Что поступок был именно опрометчивый, она теперь хорошо понимала, но вопреки своему пониманию, считала, что поступила правильно — случись та же ситуация, она все равно бы помогла женщине, с той только разницей, что позаботилась бы о свидетеле своей невиновности.
— Можете ехать, — разрешил Федин, не глядя на свидетельницу, и пририсовал блокнотному солнышку длинный звериный нос — ежик ему понравился больше, чем солнышко: он точнее отражал характер свидетельницы, быстро запихивающей в свою шикарную иномарку клетки со зверями.

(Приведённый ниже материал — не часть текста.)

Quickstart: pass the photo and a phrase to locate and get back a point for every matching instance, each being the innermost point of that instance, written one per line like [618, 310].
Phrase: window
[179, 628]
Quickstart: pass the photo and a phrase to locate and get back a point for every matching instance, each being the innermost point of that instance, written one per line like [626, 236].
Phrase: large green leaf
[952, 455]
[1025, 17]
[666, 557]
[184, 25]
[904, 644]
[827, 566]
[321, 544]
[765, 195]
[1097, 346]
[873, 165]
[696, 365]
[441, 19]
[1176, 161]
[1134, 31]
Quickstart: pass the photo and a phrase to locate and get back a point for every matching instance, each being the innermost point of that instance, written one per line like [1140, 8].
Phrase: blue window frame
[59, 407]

И все-таки, сев в машину и включив зажигание, Кира не удержалась от резкого ответа.
— Считайте, что я не уехала с места преступления с дуру, — открыв окно, сказала она следователю, глядя на него поверх солнечных очков. — Но честно обещаю вам, что в следующий раз я обязательно сбегу — ибо в нашей стране за добрые дела не воздается по заслугам, а приходится нести наказание.
Всю дорогу до Москвы Кира не могла успокоиться: ей не верили, в ее бескорыстных поступках сомневались, рассматривали их сквозь лупу и искали корыстные мотивы. И им было не важно, что она говорила правду — «правду, и ничего кроме правды!», они все равно ей не верили.
В других обстоятельствах она бы просто презрительно дернула плечом и ушла бы с гордо вскинутым подбородком и выпрямленной спиной, но недоверие служителей закона было гораздо серьезнее, чем недоверие простых людей, не обличенных правами задерживать и карать, и грозило ей большими неприятностями.
Эти неприятности, как всякого здравомыслящего человека, ее, конечно же, пугали, хотя она и не признавалась себе в этом, наивно веря в закон и справедливость.
Она хотела пробежаться по магазинам и заняться подготовкой к завтрашнему дню рождению, но вспомнила о просьбе Дмитрия Викторовича и решила снова заехать к Ираиде Брониславовне Каплан и отдать злополучные ключи от ее же квартиры — обещания свои Кира старалась выполнять, ибо была обязательным человеком.